Carl Safina on Science, Advocacy, and Animal Smarts
Carl Safina is a marine conservationist and professor at Stony Brook University on Long Island who has been an advocate for the ocean for many years. Safina says he started out researching seabirds.
“I left science behind, not intentionally,” he told WCAI. “I started getting involved in these conservation debates. I thought I would do it for the non-field season, for a year or two. Then I realized my research was farther and farther back in the wake and I was not going to circle back to it.”
Science remains critical to the job of a conservationist, Safina said. In fact, it’s the only tool we have to figure out what is happening on our planet.
“The role of that scientists have is as arbiters of our best understanding of what’s really going on,” he said. “Then other people can decide what to do about that based on their values.”

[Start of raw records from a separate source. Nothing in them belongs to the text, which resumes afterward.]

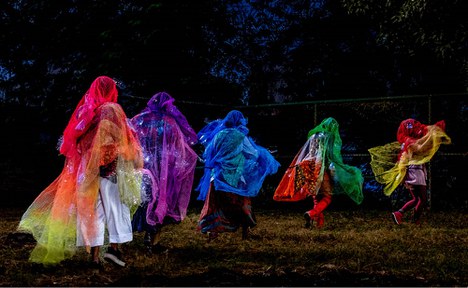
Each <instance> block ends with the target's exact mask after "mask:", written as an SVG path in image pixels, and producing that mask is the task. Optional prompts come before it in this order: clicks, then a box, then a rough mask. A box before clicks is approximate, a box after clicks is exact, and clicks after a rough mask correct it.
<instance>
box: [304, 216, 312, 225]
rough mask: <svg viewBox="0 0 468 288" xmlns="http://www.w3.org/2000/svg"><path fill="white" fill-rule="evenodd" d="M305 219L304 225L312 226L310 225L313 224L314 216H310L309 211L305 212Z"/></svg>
mask: <svg viewBox="0 0 468 288" xmlns="http://www.w3.org/2000/svg"><path fill="white" fill-rule="evenodd" d="M304 220H305V223H304V227H305V228H310V226H311V225H312V224H311V221H312V218H310V214H309V212H306V213H304Z"/></svg>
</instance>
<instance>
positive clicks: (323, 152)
mask: <svg viewBox="0 0 468 288" xmlns="http://www.w3.org/2000/svg"><path fill="white" fill-rule="evenodd" d="M338 128H339V125H338V122H337V121H336V120H335V119H334V118H332V117H329V118H326V119H324V120H323V121H322V123H320V125H318V126H317V127H315V128H314V129H312V130H310V131H309V133H308V139H307V141H306V143H305V144H304V146H302V148H301V150H299V152H298V153H297V154H296V156H295V157H294V160H293V161H292V163H291V165H289V167H288V168H287V169H286V172H285V174H284V176H283V178H282V179H281V181H280V183H279V185H278V187H277V188H276V191H275V194H274V196H273V199H274V200H276V201H300V200H304V199H305V198H307V197H309V196H311V197H312V198H313V200H314V208H313V209H311V210H309V211H307V212H305V213H304V218H305V221H306V222H305V226H306V227H307V228H308V227H311V224H312V222H313V221H315V222H316V225H317V227H319V228H320V227H322V226H323V224H324V216H323V211H324V210H325V209H326V208H327V207H328V205H329V204H330V203H331V201H332V194H337V193H341V192H344V193H345V194H347V195H348V196H349V197H350V198H351V199H352V200H354V201H355V202H356V203H357V204H361V202H362V200H363V198H364V197H363V194H362V184H363V177H362V173H361V170H359V169H358V168H356V167H353V166H349V165H346V164H344V163H343V159H342V157H341V145H342V142H341V137H340V134H339V130H338ZM334 182H337V184H335V185H333V184H334Z"/></svg>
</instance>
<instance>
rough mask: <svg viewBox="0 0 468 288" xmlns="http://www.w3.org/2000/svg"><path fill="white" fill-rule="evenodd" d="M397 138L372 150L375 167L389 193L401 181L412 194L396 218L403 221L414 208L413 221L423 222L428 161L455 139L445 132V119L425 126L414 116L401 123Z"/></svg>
mask: <svg viewBox="0 0 468 288" xmlns="http://www.w3.org/2000/svg"><path fill="white" fill-rule="evenodd" d="M397 140H398V141H395V142H392V143H389V144H387V145H384V146H378V147H374V148H371V149H369V152H370V154H371V157H372V160H371V163H370V164H371V168H372V171H373V172H374V175H375V177H376V180H377V182H379V183H381V184H384V185H385V186H384V193H385V195H387V196H389V195H390V194H391V193H392V192H393V191H394V190H395V189H396V188H397V187H398V186H399V185H400V184H401V183H404V185H405V188H406V189H408V191H409V193H410V194H411V199H410V200H409V201H408V202H407V203H405V204H404V205H403V206H402V207H401V208H400V209H399V210H398V211H395V212H392V219H393V221H394V222H395V223H396V224H398V225H399V224H401V223H402V222H403V219H404V214H405V213H406V212H408V211H409V210H412V209H413V222H414V223H416V224H419V223H420V219H421V214H422V212H423V210H424V208H425V206H426V203H427V189H426V178H427V170H426V163H428V162H429V161H430V160H431V158H432V156H434V154H435V153H436V152H437V150H438V149H439V146H440V145H441V144H450V143H451V140H450V138H449V137H448V136H447V134H446V133H445V122H444V121H439V122H437V123H436V124H434V125H424V124H421V123H420V122H418V121H416V120H414V119H406V120H404V121H402V122H401V123H400V126H399V128H398V131H397Z"/></svg>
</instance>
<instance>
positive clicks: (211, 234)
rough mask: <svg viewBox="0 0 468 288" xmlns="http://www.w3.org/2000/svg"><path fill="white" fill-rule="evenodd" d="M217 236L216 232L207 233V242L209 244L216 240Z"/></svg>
mask: <svg viewBox="0 0 468 288" xmlns="http://www.w3.org/2000/svg"><path fill="white" fill-rule="evenodd" d="M218 236H219V234H218V232H211V231H209V232H208V240H207V242H208V243H210V242H211V241H212V240H214V239H216V238H218Z"/></svg>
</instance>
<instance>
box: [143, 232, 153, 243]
mask: <svg viewBox="0 0 468 288" xmlns="http://www.w3.org/2000/svg"><path fill="white" fill-rule="evenodd" d="M143 244H145V246H149V245H151V234H150V233H149V232H145V237H143Z"/></svg>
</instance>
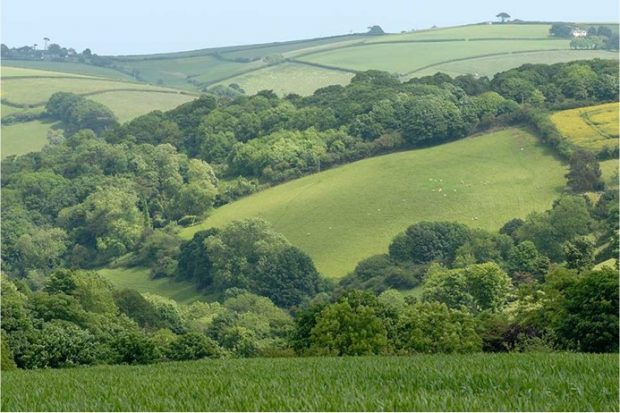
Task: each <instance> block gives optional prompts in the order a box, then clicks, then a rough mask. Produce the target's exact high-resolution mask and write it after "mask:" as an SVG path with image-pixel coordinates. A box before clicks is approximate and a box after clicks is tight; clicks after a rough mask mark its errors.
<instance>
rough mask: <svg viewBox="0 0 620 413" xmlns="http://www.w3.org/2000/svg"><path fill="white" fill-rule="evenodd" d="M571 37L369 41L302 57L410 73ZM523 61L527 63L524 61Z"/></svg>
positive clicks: (542, 45)
mask: <svg viewBox="0 0 620 413" xmlns="http://www.w3.org/2000/svg"><path fill="white" fill-rule="evenodd" d="M568 48H569V42H568V40H555V39H553V40H529V41H522V40H488V41H467V42H462V41H447V42H441V43H435V42H430V43H394V44H368V45H363V46H356V47H348V48H344V49H337V50H329V51H324V52H319V53H314V54H311V55H306V56H303V57H301V58H299V59H300V60H302V61H307V62H312V63H318V64H323V65H328V66H337V67H341V68H345V69H351V70H369V69H378V70H384V71H388V72H392V73H400V74H407V73H409V72H412V71H415V70H418V69H422V68H424V67H426V66H429V65H436V64H439V63H446V62H448V61H452V60H454V59H464V58H473V57H479V56H484V55H488V54H498V53H502V54H505V53H511V52H517V51H535V50H552V49H568ZM523 63H527V61H524V62H523Z"/></svg>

Partway through his career, Safina decided his role should be to communicate what humans should do if they value species that are in trouble. In the 1990s, he helped lead campaigns to re-write U.S. fisheries law and conserve fish like tuna and sharks.
At the Alan Alda Center for Communicating Science, his work centers around teaching scientists how to talk to the public.
“Scientists always take what we know for granted because they’re always interested in what we don’t know,” he said. “If you ask a scientist a question, they’ll start talking about the parts that they don’t know, what people are still working on. And what people really want to know is: what do you actually know? What do you feel confident about?”
His advice to scientists: don’t lead with the question, lead with your answer.
Safina’s latest book, Beyond Words: What Animals Think and Feel has just been published in paperback. In it he shares his belief that empathy for endangered animals is one of the most powerful tools we have for stopping extinction.
Why the switch from conservation to animal behavior?
“To be honest, I wanted to take a break from thinking about conservation all the time,” he said. “Because it’s a little bit brutal to think about these things all the time every day.”